The Rev. Jerry Falwell's controversial Virginia radio station, WRVL-FM, abruptly went off the air early yesterday after someone severed a series of thick steel-encased support cables, toppling the station's 138-foot transmitting tower.
The 24-hour evangelical station, dubbed "the Voice of Liberty" and operated by Falwell's Liberty Baptist College in Lynchburg, has been the object of a bitter dispute since it went on the air last June. Area residents complained to the Federal Communications Commission that the station interfered with their radio and TV reception.
Last January the FCC, which has not yet granted WRVL a permanent license to operate, ordered the 100,000-watt station to reduce power to 5,000 watts.

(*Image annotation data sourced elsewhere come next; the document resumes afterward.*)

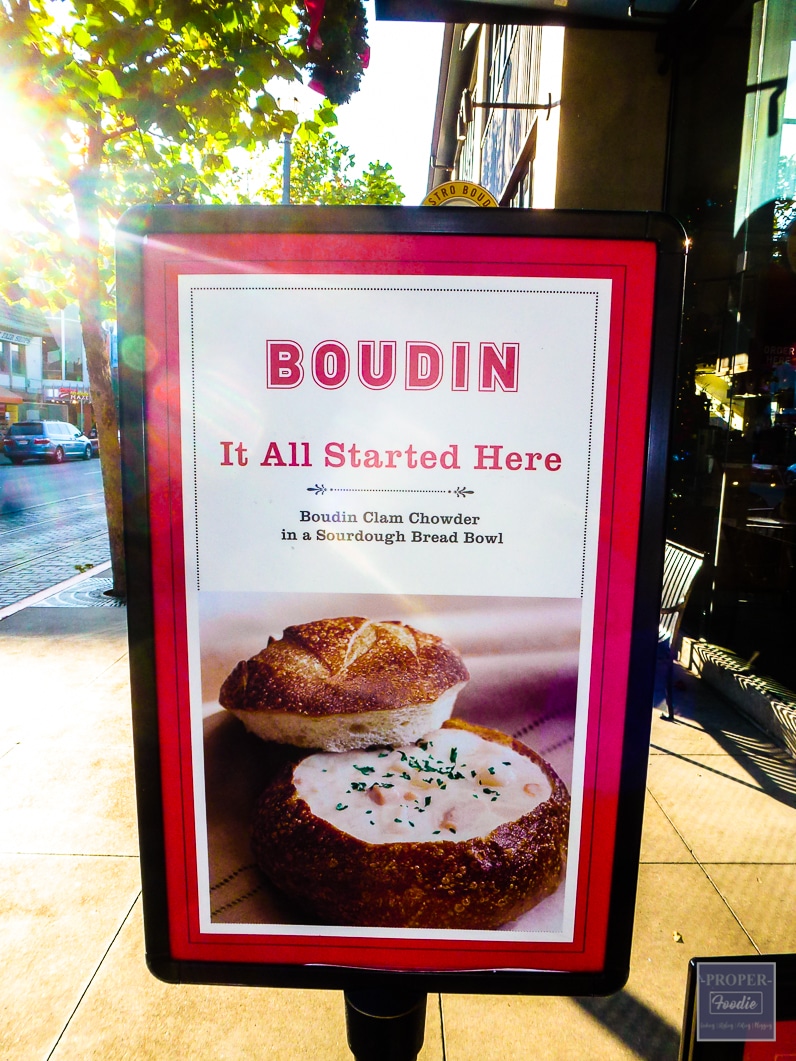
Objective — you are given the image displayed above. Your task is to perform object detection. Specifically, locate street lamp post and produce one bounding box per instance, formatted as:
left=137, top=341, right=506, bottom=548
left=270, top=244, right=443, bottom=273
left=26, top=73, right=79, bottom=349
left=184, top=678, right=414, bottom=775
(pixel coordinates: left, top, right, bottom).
left=282, top=133, right=293, bottom=206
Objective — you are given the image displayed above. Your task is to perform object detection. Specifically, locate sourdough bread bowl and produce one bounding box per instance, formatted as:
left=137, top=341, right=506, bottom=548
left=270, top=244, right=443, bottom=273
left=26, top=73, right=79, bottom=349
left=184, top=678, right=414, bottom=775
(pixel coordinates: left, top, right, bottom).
left=219, top=615, right=469, bottom=751
left=253, top=720, right=570, bottom=929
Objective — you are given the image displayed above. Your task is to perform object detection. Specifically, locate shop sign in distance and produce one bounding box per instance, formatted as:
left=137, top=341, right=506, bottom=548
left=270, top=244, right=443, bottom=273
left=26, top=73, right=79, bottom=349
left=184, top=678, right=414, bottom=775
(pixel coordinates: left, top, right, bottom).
left=421, top=180, right=498, bottom=206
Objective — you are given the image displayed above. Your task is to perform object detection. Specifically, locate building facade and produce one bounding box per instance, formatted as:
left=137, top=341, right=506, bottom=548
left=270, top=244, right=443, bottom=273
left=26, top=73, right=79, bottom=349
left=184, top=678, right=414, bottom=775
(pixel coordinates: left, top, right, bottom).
left=429, top=0, right=796, bottom=690
left=0, top=297, right=92, bottom=431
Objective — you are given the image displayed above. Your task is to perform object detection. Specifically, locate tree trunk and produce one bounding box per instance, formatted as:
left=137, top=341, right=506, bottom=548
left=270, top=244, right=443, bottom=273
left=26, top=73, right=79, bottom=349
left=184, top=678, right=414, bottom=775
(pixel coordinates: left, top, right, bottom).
left=70, top=129, right=127, bottom=597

Station officials complied, but petitioned the FCC for a power increase last week.
Yesterday's incident, which is being investigated by the Amherst County Sheriff's Department and the FBI because it involves federally licensed property, occurred at 1:48 a.m. WRVL suddenly lost power during a religious music broadcast, according to station manager Jerry Edwards. When power could not be restored, an engineer drove to remote Tobacco Row Mountain where the tower was located and discovered the damage.
"I haven't the faintest idea who did this," said Falwell, who inspected the damage, estimated it at $100,000 and said it probably is covered by insurance. "Somebody is trying to silence us and is obviously violently against the message I preach. It's very sad there are people who would do this."
Leaders of the Concerned Viewers of Central Virginia, the coalition that has rallied opposition to WRVL, said they had no idea who might have destroyed the tower. "This is quite a surprise to us and I'm afraid it'll make our group look bad," said Sissy Putney who lives near the tower and has long complained about interference.
"It's too bad what happened, but I'll tell you this: Today is the first day since June l7, 1981, that I can listen to the public radio station on the stereo receiver in my living room. It's a nice vacation from WRVL at least," she said.
The tower, at the end of a remote, winding dirt road, had been shot at six months ago, Falwell said, an incident never reported because station officials feared it might encourage more shooting. Station officials said WRVL had received no recent threats.
Falwell said investigators told him that heavy bolt cutters apparently had been used to shear the wires. He said authorities told him they believe more than one person is involved because they took castings of several sets of footprints. Investigators could not be reached for comment yesterday.